Sep 04, 2011 21:56
I think I underestimated this. So if I spend my weekends from home there is the special consideration of ma and pa to think of. So, since I want to be warm and I want them to be able to take care of it, and I couldn't imagine how I could keep myself from this I have to kinda sacrifice some extra time right now. It shouldn't be to bad I guess. When I can't line up with you I can get on here.
Maybe I don't have enogh to say for you though. This could be an issue. Imagine if I am mostly able to set there and only react to what you say? How wierd would that be. I just can't imagine that what I do on a daily basis is really something you want to hear about. I mean special things like when I tip my tractor over, and maybe if I go trail running I can talk about and not bore you to death.
What if when I listen I do not remember everything.
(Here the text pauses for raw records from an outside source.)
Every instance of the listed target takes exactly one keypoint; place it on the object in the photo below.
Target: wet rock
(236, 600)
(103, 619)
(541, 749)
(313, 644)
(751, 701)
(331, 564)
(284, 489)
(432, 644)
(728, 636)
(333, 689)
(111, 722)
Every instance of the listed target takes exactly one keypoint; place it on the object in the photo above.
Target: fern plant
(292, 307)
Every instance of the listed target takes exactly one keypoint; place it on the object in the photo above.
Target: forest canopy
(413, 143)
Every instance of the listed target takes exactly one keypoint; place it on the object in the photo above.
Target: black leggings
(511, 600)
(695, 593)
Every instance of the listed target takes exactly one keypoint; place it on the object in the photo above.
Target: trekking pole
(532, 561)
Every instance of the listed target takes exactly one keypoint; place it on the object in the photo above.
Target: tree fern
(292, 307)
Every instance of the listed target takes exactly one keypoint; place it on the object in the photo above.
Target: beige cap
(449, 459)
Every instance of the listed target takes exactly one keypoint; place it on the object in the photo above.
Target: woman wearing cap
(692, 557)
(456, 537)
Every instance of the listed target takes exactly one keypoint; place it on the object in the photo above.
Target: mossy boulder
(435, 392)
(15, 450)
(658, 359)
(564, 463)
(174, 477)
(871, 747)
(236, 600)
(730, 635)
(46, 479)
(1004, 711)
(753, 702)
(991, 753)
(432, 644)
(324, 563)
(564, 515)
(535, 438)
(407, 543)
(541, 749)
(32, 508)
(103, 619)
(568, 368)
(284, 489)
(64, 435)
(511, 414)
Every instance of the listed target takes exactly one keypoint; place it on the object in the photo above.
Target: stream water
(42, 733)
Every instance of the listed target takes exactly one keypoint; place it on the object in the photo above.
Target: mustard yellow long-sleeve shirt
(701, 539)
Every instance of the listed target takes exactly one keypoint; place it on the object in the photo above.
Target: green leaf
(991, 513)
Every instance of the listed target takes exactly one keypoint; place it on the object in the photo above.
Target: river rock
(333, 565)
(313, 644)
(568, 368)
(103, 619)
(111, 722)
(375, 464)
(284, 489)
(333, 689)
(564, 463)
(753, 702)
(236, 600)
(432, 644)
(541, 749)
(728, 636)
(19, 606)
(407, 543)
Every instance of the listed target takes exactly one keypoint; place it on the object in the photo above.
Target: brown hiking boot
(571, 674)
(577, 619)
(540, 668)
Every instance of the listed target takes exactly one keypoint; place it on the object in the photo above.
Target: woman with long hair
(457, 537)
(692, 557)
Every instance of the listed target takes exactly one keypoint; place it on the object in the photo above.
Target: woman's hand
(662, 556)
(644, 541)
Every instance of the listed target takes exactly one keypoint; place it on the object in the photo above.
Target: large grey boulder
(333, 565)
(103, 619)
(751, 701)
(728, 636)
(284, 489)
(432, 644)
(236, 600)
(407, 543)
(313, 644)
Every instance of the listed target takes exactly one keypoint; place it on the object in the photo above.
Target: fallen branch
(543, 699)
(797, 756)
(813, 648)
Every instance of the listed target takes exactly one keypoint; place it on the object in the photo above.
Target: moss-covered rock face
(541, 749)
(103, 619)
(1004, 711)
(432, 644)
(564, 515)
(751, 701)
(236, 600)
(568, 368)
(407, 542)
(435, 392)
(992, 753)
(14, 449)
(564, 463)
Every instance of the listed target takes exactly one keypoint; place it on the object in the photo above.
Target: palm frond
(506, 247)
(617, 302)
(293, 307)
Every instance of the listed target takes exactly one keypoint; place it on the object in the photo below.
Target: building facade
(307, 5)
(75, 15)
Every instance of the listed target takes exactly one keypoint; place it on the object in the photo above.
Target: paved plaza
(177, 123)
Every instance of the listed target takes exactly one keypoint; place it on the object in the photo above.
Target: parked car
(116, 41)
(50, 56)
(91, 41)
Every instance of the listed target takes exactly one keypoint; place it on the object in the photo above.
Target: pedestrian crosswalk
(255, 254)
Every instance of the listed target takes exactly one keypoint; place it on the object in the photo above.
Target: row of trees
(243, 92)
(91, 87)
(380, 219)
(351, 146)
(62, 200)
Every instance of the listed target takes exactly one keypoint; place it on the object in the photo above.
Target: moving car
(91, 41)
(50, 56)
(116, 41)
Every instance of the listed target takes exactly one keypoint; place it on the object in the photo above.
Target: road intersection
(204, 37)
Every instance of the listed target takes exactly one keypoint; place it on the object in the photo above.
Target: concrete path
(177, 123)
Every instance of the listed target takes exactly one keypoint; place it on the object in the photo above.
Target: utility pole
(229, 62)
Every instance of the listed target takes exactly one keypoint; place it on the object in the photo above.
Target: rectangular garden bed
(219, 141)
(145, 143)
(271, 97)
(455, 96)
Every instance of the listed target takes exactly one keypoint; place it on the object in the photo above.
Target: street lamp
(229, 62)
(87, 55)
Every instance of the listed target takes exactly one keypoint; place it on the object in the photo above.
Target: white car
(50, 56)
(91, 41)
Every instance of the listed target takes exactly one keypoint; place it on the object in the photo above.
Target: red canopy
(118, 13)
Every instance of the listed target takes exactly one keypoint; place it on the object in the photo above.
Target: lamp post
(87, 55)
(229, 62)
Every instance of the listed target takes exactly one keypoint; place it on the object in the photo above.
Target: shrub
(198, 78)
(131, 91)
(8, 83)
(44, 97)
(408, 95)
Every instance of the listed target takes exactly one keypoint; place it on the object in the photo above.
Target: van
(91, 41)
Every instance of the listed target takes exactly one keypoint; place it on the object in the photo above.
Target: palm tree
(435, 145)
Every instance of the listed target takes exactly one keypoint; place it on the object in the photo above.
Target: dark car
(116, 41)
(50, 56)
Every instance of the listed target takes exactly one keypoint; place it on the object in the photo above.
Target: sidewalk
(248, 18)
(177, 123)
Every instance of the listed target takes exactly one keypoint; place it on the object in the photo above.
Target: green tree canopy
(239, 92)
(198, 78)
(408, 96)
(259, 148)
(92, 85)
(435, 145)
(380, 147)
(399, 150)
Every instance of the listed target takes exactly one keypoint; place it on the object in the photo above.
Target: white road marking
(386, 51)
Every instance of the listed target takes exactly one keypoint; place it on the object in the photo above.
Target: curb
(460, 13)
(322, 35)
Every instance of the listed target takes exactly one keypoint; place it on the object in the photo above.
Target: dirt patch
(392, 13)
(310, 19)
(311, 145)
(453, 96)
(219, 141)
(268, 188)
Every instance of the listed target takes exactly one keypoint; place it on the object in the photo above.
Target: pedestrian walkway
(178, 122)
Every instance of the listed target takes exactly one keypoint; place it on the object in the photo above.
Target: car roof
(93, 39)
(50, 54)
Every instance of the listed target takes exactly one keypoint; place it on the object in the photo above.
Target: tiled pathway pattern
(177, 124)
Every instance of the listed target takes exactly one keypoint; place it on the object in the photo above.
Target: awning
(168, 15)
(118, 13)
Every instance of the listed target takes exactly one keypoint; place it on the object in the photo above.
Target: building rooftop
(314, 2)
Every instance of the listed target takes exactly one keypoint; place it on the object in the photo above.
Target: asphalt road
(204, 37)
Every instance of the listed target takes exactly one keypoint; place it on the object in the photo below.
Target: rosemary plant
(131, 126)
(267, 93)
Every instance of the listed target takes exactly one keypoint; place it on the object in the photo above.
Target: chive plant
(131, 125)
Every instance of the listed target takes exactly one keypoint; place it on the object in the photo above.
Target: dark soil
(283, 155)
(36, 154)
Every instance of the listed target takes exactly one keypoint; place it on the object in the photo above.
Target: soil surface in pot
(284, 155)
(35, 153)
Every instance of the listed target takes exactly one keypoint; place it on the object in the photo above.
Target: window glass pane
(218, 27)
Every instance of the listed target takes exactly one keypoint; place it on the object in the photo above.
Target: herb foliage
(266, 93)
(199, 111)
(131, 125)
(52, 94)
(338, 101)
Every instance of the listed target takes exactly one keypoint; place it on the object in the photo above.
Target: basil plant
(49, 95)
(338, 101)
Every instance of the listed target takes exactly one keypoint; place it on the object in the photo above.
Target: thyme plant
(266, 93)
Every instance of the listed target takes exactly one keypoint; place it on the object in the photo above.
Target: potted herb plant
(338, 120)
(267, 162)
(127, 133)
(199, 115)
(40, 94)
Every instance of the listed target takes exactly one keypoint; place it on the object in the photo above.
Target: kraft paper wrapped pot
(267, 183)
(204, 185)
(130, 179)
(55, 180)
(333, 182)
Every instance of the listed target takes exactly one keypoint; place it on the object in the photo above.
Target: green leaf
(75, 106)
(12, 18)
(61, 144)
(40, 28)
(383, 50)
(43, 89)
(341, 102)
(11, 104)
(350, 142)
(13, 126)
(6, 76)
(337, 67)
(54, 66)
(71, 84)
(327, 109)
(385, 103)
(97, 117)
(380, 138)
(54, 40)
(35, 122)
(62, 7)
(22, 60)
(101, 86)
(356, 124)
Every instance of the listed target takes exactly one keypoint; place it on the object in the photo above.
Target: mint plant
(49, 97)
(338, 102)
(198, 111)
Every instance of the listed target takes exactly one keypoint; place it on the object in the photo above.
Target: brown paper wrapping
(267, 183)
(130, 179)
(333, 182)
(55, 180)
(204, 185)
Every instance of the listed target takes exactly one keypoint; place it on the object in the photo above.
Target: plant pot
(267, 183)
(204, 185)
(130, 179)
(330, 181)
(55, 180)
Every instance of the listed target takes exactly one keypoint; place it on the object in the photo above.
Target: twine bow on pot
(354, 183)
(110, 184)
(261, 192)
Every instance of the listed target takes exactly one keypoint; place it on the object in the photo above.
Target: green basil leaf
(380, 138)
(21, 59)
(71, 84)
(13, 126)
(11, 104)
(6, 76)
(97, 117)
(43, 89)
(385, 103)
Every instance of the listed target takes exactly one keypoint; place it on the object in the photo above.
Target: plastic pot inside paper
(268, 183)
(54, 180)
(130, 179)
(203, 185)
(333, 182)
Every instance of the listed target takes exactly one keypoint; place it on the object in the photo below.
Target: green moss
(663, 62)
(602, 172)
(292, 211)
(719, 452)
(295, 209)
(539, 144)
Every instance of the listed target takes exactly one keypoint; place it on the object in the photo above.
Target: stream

I don't know what sort of overload caused it but things you said in the spring didn't stick. I just blanked out I guess. I think sometimes that critical thinking and memorization about physical things are just what my genes have for me. Since emotions are not things I can touch, or understand the movement of they just don't register all the right memories.
I can remember things like how a body forms to mine, and how when the storm is threatening from the distance it takes only a touch to know that everything is going to work out. I remember these things but the day to day is hard for me.
I think it will just all get more real over time, and when I understand your day then it will become easy to relate to it. It might be the same for you as I describe my day.